The rule comes into force if two criteria both apply:
- Your use of personal data about an end user of the third-party property means the data is shared with Google, and
- The third-party property doesn’t already use a Google product covered by the EU consent policy
When these criteria apply, you must use "commercially reasonable efforts" to make sure that the third-party property's operator complies with the EU consent policy.
This scenario is much more likely to occur if you provide online marketing or advertising services rather than simply publishing your own website or app.
How Does Google Enforce the EU User Consent Policy?
Google says it makes regular checks of websites and apps that use its advertising tools. It visits the site or app "as a user would visit it." If Google finds any breaches of the policy, it will contact the site operator, tell them about the breach, and give them a "reasonable time frame" to make necessary changes.
If the site operator refuses to do so, Google may restrict the use of its advertising services. For example, it might only let the site carry generic advertising that isn't personalized to the user. This could significantly reduce the likelihood of uses clicking on the ads and thus reduced the site's revenue.
What Steps Should I Take to Comply With the EU User Consent Policy?
You should do the following to be sure you comply fully:
- Identify the location of end users and check whether they come under the consent policy.
- Use a cookie banner or similar measure to make sure you do not issue non-essential cookies or collect personal data for advertising unless and until the end user has given clear consent.

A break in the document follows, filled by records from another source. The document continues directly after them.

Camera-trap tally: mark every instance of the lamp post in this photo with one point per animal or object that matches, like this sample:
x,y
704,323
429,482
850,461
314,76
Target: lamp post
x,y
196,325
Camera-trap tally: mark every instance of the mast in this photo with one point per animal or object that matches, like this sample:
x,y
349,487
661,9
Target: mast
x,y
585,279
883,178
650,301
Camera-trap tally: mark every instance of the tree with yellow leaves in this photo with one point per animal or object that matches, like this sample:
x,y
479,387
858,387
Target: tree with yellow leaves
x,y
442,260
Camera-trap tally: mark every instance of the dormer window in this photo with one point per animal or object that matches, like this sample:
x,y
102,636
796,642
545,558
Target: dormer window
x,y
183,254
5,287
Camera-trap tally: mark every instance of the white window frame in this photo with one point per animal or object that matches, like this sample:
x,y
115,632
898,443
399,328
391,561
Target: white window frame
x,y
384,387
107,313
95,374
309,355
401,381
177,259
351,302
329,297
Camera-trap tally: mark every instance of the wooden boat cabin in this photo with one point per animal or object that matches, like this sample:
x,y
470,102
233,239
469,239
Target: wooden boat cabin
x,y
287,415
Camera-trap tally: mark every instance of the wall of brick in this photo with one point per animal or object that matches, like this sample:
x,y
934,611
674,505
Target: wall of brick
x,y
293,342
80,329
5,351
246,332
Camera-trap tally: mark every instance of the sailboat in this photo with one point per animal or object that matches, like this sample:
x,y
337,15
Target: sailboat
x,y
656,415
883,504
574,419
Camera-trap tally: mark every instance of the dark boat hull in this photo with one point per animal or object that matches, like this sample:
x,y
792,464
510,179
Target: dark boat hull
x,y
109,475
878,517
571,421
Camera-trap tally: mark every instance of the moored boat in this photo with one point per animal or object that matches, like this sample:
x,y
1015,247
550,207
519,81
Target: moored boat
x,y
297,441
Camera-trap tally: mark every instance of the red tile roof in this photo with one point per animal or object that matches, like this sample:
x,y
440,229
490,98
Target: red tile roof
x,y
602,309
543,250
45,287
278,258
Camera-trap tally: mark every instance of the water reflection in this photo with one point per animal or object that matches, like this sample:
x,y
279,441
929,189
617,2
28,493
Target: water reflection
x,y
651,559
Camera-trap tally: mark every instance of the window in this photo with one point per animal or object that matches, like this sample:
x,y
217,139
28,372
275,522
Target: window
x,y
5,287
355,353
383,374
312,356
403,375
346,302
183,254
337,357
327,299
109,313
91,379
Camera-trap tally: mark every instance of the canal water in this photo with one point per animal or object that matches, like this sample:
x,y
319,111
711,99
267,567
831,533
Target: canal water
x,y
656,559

- Keep a record of the consent.
To make sure you comply with the policy, make sure your cookie banner includes:
- A clear explanation of the different types of cookies you issue.
- A clear explanation that users have the right to give or withhold consent (or to withdraw it later) for non-essential cookies.
- Details of, or a link to, a Privacy Policy that includes your use of personal data for advertising and any third parties who may get the data.
As you'd expect, Google's own cookie banner (which appears the first time a user in Europe visits its search page) incorporates all these elements:
The Swiss National Bank uses a two-screen approach. Visitors to the site see a cookie banner which outlines the use of cookies and has a clear, unambiguous way to signal consent:
Clicking on "Manage Settings" gives more detail and options for giving or withholding consent, plus a link to the full Privacy Policy:
FC Bayern uses a concise but detailed cookie banner that offers a range of consent options while making it explicit to the user that the "Accept All Cookies" button consents to the use of cookies:
Summary
Google has an EU User Consent Policy that applies when your end user is in any of 32 European countries. If you issue non-essential cookies to such users, or use their personal data for advertising, you must:
- Get consent to issue the cookies if a European law requires it.
- Get consent to use the personal data for advertising (whether or not a European law requires this.
- Keep a record of the consent.
- Tell users how to revoke the consent.
- Tell users about any third parties who will receive the data.
A cookie banner will help you comply with the rules, as will details of, or a link to, a Privacy Policy.